You can either `ansible.builtin.include` the .yaml file from your own playbook, or use it as a stand-alone
playbook by uncommenting a few lines and specifying your own `hosts:` value.

Running the task performs the following actions:

- Create a temporary build directory (by default, `/tmp/transmission4`)

- Check to see if cURL 7.77.0 or newer is present; if not, download and install a temporary copy of the latest cURL
release in the build directory. Transmission 4 requires libcurl features not available in cURL < 7.77.0.

- Install several prerequisites (via yum) required for the build process: cmake3, gettext, intltool, m4, make,
openssl-devel, perl-XML-Parser, pkgconfig

- Temporarily install (via yum) the Red Hat Developer Toolset 7.0. CentOS 7 has gcc-c++ version 4.8.5, which is not
sufficient to compile Transmission 4.0. The devtools-7 package provides gcc-c++ 7.3.1.
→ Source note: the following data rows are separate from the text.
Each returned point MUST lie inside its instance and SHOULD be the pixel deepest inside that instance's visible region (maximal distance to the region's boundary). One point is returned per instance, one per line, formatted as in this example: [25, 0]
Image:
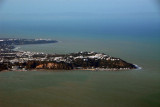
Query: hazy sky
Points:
[30, 9]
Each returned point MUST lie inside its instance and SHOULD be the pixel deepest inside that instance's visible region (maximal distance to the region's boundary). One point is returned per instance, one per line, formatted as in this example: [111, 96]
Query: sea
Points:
[133, 35]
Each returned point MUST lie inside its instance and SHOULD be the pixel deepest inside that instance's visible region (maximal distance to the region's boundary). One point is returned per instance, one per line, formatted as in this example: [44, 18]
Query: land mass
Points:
[24, 60]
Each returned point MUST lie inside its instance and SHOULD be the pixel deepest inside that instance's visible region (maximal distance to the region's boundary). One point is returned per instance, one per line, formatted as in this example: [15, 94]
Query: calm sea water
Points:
[130, 33]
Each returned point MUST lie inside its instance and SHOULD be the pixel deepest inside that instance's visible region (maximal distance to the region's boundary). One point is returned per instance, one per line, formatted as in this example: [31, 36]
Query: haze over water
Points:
[129, 29]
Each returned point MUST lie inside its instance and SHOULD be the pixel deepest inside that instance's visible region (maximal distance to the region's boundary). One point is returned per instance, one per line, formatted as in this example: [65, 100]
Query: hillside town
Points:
[12, 60]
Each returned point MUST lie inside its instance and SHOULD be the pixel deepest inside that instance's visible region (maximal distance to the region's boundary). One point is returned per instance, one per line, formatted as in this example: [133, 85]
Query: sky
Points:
[93, 16]
[30, 9]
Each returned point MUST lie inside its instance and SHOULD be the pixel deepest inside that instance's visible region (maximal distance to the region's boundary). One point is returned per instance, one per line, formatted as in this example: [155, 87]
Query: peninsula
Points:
[24, 60]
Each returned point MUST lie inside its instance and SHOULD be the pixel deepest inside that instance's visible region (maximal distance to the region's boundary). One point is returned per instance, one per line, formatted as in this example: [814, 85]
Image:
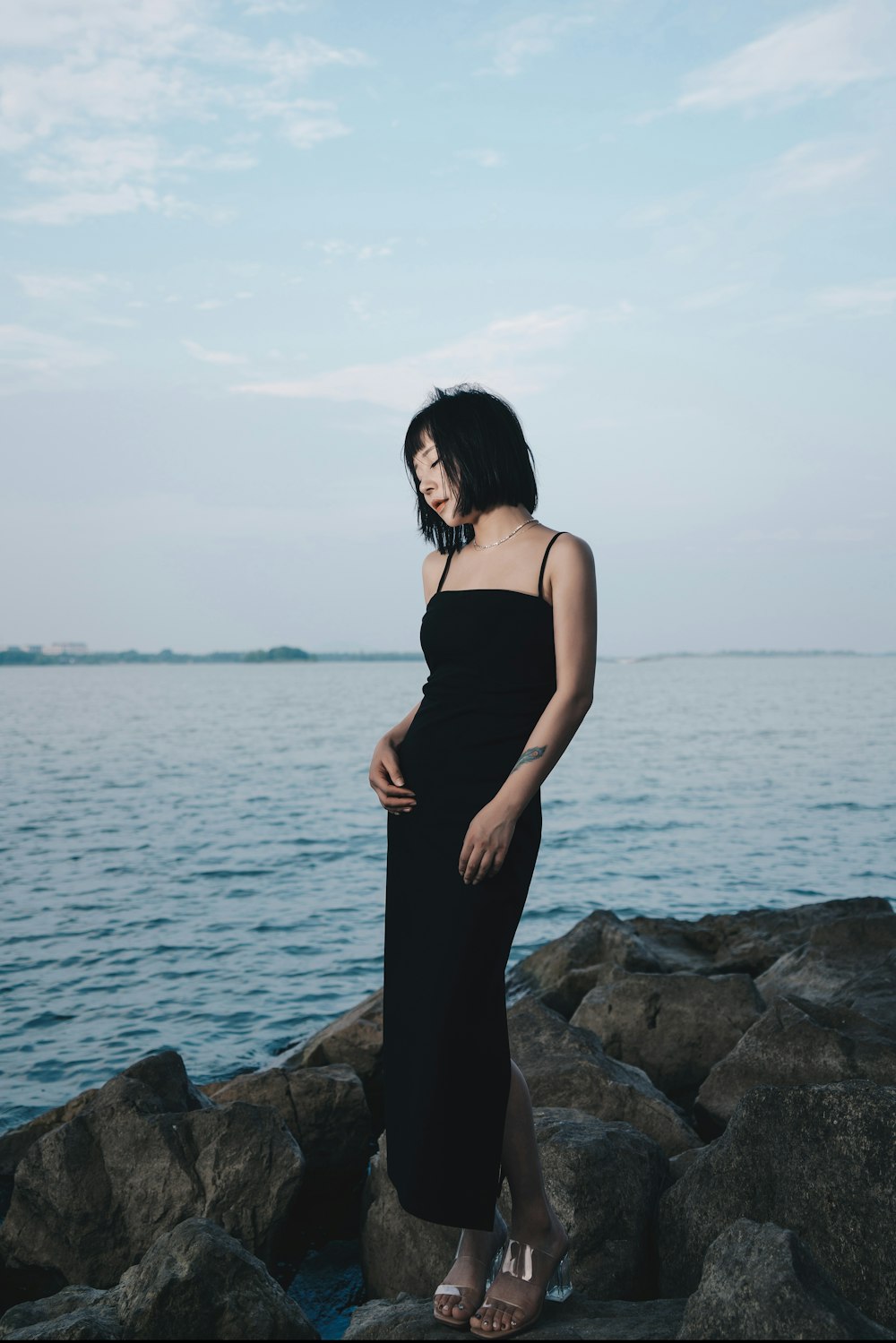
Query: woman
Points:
[509, 635]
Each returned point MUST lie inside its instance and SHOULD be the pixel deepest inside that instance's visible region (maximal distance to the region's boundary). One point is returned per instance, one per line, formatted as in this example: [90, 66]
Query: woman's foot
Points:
[469, 1270]
[527, 1295]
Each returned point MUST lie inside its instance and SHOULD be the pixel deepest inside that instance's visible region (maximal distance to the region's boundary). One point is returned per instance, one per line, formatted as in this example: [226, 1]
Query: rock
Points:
[849, 963]
[400, 1252]
[576, 1318]
[762, 1283]
[325, 1111]
[91, 1195]
[603, 1181]
[16, 1141]
[798, 1041]
[354, 1038]
[680, 1163]
[562, 971]
[324, 1108]
[75, 1313]
[745, 942]
[564, 1065]
[673, 1026]
[194, 1283]
[815, 1159]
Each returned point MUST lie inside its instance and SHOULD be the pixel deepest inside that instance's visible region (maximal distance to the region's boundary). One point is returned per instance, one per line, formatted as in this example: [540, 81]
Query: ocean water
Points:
[191, 857]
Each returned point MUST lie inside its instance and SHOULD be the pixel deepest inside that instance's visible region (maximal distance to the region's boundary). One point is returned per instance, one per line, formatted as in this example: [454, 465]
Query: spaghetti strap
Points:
[546, 559]
[445, 571]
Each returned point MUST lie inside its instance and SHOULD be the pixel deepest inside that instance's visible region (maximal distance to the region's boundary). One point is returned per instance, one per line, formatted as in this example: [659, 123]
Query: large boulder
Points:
[673, 1026]
[562, 971]
[602, 1179]
[798, 1041]
[745, 942]
[849, 963]
[759, 1281]
[194, 1283]
[91, 1195]
[565, 1065]
[325, 1111]
[814, 1159]
[16, 1141]
[354, 1038]
[324, 1108]
[578, 1318]
[400, 1252]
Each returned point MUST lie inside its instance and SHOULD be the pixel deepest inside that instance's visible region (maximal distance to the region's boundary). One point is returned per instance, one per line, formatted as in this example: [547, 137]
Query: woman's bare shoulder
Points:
[570, 544]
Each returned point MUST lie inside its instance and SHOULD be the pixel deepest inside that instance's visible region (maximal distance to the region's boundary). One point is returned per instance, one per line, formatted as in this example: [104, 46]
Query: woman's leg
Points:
[533, 1219]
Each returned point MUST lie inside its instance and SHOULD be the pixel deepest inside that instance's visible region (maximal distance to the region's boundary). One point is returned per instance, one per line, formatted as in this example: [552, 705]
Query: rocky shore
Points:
[715, 1111]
- Download, compile, and install the specified Transmission version

- Add a `transmission` user and group to the system, if they don't already exist

- Create `/var/lib/transmission` where the daemon will write its files

- Install a systemd unit file, plus logrotate, sysconfig, and tmpfiles.d configuration files for Transmission; those
files are all downloaded from this repository

- After successful installation, the Red Hat Developer Toolset 7.0 will be uninstalled, and the temporary build
directory will be removed. You can disable this by setting `do_cleanup` to false.

**The following will be added to your system if they don't already exist:**

- a "transmission" user and group, which will run the transmission daemon
- /etc/logrotate.d/transmission4-daemon
- /etc/sysconfig/transmission4-daemon
- /etc/systemd/system/transmission4-daemon.service
- /etc/tmpfiles.d/transmission4-daemon.conf
- /var/lib/transmission
- /var/log/transmission

## Notes and caveats

The Ansible task installs a systemd unit file, but it doesn't automatically start or enable the service. You'll need
to do that yourself with `systemctl start transmission4-daemon` and `systemctl enable transmission4-daemon`.

A `settings.json` file is *not* installed. If you have a `settings.json` file you want to use, place it into
`/var/lib/transmission` prior to starting the transmission4-daemon service. Otherwise, Transmission will create a default
settings file the first time it runs.

I only use the Transmission daemon and the web interface, so that's all I've tested. Building the Qt client is
configured to "AUTO" by default, which I suppose will compile the GUI if you're running in a desktop environment. You'll
at least end up with the CLI binaries: `transmission-cli`, `transmission-create`, `transmission-daemon`, `transmission-edit`,
`transmission-remote`, and `transmission-show`.

The Transmission 4.0 binaries will be installed to `/usr/local/bin`. If you already have Transmission 3.0 from
the excellent [Geekery repository](http://geekery.altervista.org/dokuwiki/doku.php) -- which installs its binaries to
`/usr/bin` instead -- you'll end up with both versions of Transmission installed. This is intentional. Running the
Ansible task *shouldn't* clobber or overwrite any existing files, and the system files it installs are all named
using a `transmission4` scheme to keep them separate from Transmission 3.0.